GATOR Documentation:
Quick Guide to GATOR
What is GATOR?
GATOR is an interface that allows users to build queries that retrieve data from astronomical catalogs archived at the NASA/IPAC Infrared Science Archive. The catalogs are stored as two-dimensional tables in either Informix or Oracle databases. Each row represents a record of the information for an individual source, such as a point-source in a catalog of point sources. Each column holds one datum or item of information about the source, such as position, magnitude, quality flags and so on.

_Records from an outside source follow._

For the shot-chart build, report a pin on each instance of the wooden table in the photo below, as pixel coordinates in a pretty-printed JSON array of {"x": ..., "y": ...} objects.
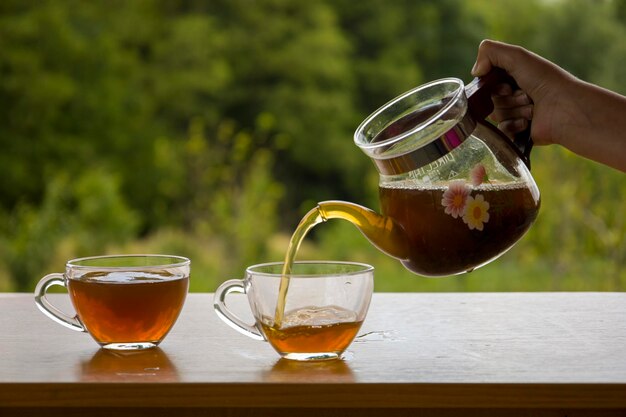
[{"x": 473, "y": 354}]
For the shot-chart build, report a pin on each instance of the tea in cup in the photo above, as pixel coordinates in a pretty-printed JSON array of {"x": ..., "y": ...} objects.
[
  {"x": 123, "y": 301},
  {"x": 324, "y": 306}
]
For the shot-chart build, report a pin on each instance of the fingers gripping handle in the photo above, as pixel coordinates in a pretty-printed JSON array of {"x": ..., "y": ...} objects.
[
  {"x": 480, "y": 106},
  {"x": 51, "y": 311},
  {"x": 219, "y": 304}
]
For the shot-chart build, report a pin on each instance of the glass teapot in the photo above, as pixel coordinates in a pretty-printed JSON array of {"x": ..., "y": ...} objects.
[{"x": 455, "y": 192}]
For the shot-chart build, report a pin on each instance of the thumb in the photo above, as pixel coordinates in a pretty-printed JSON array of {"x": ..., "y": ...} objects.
[{"x": 490, "y": 54}]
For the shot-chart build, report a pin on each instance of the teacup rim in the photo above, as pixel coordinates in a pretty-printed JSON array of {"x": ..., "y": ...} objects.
[
  {"x": 75, "y": 263},
  {"x": 365, "y": 268}
]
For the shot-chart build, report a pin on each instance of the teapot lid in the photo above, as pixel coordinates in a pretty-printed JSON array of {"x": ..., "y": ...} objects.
[{"x": 417, "y": 128}]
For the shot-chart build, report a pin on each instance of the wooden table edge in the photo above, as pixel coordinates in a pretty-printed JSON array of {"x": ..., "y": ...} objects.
[{"x": 314, "y": 395}]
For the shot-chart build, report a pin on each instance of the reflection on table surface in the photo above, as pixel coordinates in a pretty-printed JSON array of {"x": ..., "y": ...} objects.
[{"x": 146, "y": 365}]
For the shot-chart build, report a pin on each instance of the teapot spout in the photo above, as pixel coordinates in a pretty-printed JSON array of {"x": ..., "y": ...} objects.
[{"x": 383, "y": 232}]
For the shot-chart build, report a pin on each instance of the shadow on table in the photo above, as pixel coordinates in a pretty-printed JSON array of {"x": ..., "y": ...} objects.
[
  {"x": 285, "y": 370},
  {"x": 129, "y": 366}
]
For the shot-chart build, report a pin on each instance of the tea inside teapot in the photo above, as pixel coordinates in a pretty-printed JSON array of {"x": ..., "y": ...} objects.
[{"x": 455, "y": 193}]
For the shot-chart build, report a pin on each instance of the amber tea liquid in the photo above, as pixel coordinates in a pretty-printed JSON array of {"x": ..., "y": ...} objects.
[
  {"x": 443, "y": 245},
  {"x": 315, "y": 329},
  {"x": 125, "y": 307}
]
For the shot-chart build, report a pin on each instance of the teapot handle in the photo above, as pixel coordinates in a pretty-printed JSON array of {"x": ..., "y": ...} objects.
[{"x": 480, "y": 106}]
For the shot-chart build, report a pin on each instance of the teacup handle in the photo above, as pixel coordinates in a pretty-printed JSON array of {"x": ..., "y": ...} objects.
[
  {"x": 219, "y": 304},
  {"x": 51, "y": 311}
]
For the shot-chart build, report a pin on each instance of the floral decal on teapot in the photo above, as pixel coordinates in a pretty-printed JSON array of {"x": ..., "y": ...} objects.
[{"x": 457, "y": 201}]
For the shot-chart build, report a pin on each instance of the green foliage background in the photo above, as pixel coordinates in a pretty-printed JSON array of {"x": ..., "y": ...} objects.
[{"x": 207, "y": 129}]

Information in a database is accessed with the Structured Query Language (SQL), a syntax optimized for database tasks. SQL queries are interpreted by a Relational Database Management System (RDBMS), the engine that manages and organizes information in a database. While SQL is an easy language to master, complex queries are long and tedious to debug. GATOR shields users from the need to write SQL by providing a web-based CGI form that allows users to build their query interactively. GATOR builds an SQL query based on the user's requests, launches it, and writes the retrieved data to an ASCII file for download.
GATOR's power lies in its generality, in that complex search constraints can be quickly entered and run. For instance, a query such as the following one to the 2MASS All Sky Point Source Catalog is easy to build:
"return all sources at galactic latitudes greater 30 degrees with K magnitudes between 14 and 17 and uncertainties of less than 0.05, that are not flagged as contaminated by extended sources and have a blue-red optical color of less than 1.5"
How Do I Use GATOR?
GATOR employs two interfaces, one for selecting a catalog (accessible from the "Catalogs Listing" button), and another for building a query to extract data from that catalog. Submitting the job automatically brings up the process monitor, which reports the status of the job, and which gives the link to the returned data. These data are always written to an ASCII file of size less than 2 GB that is kept on-line for 48 hours after the job is finished. (A processing summary is also sent to the user by email if the user requests it.)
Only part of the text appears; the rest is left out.